Ohio Valley Natural Relief was the only dispensary that did not limit purchases beyond 8 ounces within a 90-day period, the limit set in state law.
“We know a lot of people have been waiting for it and will be driving a long way,” owner Mike Petrella said. “We don’t want somebody driving, who gets there early in the morning, to not buy what they need. It’s first come, first served.”
The day is a huge milestone for a program that was created with a law passed in June 2016 and was supposed to be fully functioning more than four months ago.
But there is still a long way to go.
If program roll-outs in other states are any indication, there will be more hiccups, delays and shortages as the new, highly-regulated industry takes shape. Initial supply will be low and sell out quickly.
Prices will be steep, even compared to other regulated markets. There could be problems with newly in-place software used to track every plant from seed to sale.
The state’s patient registry opened just five weeks ago, and about 4,000 patients have completed the registration process. Ohio law allows patients with one of 21 medical conditions to buy and use marijuana if recommended by a physician. Only 374 doctors have been approved to recommend marijuana and start the patient registration process, and many of them aren’t yet participating.
Opening day won’t be a reality for much of the state until more dispensaries open this spring.
Dispensary shelves will initially be stocked with a few dozen strains from a few cultivators – 29 have been licensed to grow but only 14 are actually growing plants. None of the state’s licensed processors has passed a final inspection, so the only product available at first will be dried flower, or bud.
In the coming months, as processors come online, patients will be able to buy marijuana-infused oils, lotions, patches, tinctures and edibles.

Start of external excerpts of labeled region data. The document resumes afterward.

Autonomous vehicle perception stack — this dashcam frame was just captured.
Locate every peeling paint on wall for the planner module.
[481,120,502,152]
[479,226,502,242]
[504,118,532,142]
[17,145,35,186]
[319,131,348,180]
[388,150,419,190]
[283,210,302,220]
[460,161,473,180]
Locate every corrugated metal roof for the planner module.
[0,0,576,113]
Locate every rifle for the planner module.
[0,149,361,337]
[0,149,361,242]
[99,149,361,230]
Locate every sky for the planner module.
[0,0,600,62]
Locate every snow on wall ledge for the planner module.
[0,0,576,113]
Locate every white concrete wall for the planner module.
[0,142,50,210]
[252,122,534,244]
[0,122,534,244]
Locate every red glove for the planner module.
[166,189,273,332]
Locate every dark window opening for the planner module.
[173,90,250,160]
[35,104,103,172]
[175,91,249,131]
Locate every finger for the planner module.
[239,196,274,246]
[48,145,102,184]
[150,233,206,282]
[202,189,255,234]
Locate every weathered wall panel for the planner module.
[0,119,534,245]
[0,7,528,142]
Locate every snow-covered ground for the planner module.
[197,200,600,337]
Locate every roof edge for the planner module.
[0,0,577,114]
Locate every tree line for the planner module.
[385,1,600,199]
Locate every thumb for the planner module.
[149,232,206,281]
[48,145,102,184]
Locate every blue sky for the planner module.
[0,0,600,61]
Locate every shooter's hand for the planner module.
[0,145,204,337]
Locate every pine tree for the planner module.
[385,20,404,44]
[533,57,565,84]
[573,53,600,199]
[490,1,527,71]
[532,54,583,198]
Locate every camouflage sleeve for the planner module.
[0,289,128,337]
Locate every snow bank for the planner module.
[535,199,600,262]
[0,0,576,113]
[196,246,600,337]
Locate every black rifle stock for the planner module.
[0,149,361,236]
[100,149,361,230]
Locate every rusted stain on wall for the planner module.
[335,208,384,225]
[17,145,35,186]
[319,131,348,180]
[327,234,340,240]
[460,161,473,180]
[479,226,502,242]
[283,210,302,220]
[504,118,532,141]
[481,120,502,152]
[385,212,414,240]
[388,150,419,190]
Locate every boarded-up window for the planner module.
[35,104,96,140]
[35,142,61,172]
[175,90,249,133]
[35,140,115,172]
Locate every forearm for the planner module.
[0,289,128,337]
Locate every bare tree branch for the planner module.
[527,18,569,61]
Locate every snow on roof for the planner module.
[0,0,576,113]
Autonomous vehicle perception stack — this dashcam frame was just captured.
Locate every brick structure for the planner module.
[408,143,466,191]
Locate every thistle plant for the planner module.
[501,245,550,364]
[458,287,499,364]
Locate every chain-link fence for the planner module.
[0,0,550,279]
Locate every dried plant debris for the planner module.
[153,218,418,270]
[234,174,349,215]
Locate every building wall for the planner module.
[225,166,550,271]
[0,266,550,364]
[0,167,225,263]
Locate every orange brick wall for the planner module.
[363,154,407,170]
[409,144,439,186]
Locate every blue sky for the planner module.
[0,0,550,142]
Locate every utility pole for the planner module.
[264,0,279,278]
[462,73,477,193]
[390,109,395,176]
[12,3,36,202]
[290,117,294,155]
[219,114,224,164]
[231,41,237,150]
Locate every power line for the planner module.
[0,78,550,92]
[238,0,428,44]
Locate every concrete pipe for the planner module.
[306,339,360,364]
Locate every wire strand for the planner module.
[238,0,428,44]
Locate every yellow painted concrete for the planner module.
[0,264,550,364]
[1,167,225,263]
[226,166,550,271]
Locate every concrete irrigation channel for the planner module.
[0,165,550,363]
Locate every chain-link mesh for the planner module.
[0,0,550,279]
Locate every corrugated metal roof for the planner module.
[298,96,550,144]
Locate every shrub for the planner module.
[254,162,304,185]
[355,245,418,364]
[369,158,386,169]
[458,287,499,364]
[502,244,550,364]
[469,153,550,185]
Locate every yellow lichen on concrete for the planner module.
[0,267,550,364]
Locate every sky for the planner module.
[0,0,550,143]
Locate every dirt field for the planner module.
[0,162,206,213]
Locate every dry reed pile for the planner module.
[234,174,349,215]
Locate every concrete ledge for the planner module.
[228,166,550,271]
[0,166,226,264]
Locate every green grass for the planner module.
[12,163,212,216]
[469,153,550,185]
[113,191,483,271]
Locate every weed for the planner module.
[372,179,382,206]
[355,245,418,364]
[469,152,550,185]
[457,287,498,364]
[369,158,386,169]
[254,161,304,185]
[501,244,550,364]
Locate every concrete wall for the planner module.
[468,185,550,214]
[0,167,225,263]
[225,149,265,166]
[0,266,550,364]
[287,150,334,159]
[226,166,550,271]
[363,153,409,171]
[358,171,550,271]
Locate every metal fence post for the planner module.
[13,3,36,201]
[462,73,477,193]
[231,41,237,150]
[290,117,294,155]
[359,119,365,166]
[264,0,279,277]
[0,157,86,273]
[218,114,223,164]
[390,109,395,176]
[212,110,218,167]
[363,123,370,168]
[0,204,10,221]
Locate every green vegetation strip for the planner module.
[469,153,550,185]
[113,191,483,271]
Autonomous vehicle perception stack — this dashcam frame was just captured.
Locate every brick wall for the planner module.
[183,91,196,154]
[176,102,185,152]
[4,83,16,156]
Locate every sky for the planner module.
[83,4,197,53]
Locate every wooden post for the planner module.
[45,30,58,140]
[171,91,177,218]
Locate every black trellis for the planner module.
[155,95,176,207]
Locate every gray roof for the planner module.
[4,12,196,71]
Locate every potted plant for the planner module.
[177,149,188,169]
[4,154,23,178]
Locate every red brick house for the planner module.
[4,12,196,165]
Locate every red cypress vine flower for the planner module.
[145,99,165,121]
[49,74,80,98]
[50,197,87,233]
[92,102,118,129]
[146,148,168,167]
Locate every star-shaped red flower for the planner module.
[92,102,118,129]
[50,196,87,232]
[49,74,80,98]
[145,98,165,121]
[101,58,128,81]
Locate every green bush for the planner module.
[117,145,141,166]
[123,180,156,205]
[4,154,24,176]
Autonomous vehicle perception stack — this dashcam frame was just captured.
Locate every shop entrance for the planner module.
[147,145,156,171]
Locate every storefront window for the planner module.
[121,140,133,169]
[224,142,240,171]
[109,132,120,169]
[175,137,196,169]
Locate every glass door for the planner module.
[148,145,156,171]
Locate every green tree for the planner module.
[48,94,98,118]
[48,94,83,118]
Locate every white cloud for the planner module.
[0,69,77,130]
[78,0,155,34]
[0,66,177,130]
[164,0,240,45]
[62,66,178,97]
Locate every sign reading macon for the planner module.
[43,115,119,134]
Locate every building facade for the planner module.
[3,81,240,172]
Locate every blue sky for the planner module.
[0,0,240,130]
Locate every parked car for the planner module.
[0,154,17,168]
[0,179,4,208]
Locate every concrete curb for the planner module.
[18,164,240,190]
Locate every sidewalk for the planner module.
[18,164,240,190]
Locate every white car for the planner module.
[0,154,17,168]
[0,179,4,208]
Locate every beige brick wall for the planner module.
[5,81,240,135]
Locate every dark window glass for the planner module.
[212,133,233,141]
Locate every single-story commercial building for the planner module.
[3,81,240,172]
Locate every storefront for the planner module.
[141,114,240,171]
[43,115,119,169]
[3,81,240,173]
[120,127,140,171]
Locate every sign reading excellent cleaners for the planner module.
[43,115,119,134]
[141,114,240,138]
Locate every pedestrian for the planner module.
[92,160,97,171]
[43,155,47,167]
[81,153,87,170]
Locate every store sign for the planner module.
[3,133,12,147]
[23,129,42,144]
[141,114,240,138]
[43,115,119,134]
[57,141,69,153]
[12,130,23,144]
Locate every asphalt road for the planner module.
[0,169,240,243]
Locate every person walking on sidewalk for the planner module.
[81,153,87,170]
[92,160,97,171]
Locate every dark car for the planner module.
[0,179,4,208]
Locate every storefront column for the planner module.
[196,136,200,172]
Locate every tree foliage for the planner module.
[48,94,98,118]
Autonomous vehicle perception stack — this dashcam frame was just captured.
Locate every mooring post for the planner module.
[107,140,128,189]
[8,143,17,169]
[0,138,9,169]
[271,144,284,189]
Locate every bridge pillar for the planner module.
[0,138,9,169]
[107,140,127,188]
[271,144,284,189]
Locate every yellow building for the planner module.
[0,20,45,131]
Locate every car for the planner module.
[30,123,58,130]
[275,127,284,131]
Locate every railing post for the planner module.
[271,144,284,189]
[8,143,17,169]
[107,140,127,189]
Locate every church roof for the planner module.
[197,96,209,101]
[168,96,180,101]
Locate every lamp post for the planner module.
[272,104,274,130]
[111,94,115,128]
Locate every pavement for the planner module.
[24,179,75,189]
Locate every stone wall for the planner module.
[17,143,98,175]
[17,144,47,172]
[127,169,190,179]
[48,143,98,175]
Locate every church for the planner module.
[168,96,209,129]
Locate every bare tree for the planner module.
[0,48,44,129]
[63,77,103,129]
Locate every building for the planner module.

“Countless Ohioans could benefit from medical cannabis, but only a limited number will gain access to it this week,” said Chris Lindsey, senior legislative counsel for national advocacy group Marijuana Policy Project.
Lindsey said the delays experienced in Ohio – from detailed application requirements to new state-specific regulations – offer a lesson for other states considering enacting medical marijuana laws. Thirty-two other states and the District of Columbia have legalized cannabis for medicinal use.
“States that create a high regulatory hurdle need to be ready for the additional burdens it places on state agencies and applicants as programs get off the ground,” Lindsey said. “Otherwise, a lot of the patients these laws were created to help won’t experience the benefits until several years after they are enacted.